- How do you know if a random process is stationary?
- What is wide-sense random process?
- What is the difference between strict-sense stationary and wide-sense stationary?
- Is the Poisson random process wide-sense stationary?
How do you know if a random process is stationary?
Intuitively, a random process X(t),t∈J is stationary if its statistical properties do not change by time. For example, for a stationary process, X(t) and X(t+Δ) have the same probability distributions. In particular, we have FX(t)(x)=FX(t+Δ)(x), for all t,t+Δ∈J.
What is wide-sense random process?
Wide-Sense Stationary Random Processes. • A random process X(t) is said to be wide-sense stationary (WSS) if its mean. and autocorrelation functions are time invariant, i.e., ◦ E(X(t)) = µ, independent of t. ◦ RX(t1,t2) is a function only of the time difference t2 − t1.
What is the difference between strict-sense stationary and wide-sense stationary?

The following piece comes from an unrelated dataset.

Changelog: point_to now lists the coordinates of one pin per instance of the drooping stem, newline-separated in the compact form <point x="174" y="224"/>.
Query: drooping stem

According to the definition (by Heinrich Meyr, Marc Moeneclaey, Stefan A. Fechtel in "Synchronization, Channel Estimation, and Signal Processing") : strict-sense SP = not time dependent. wide-sense SP = not dependent on variable t (time)
Is the Poisson random process wide-sense stationary?
Such processes are called wide-sense stationary (wss). If a process is wss then its mean, variance, autocorrelation function and other first and second order statistical measures are independent of time. We have seen that a Poisson random process has mean µ(t) = λt, so it is not stationary in any sense. wss process.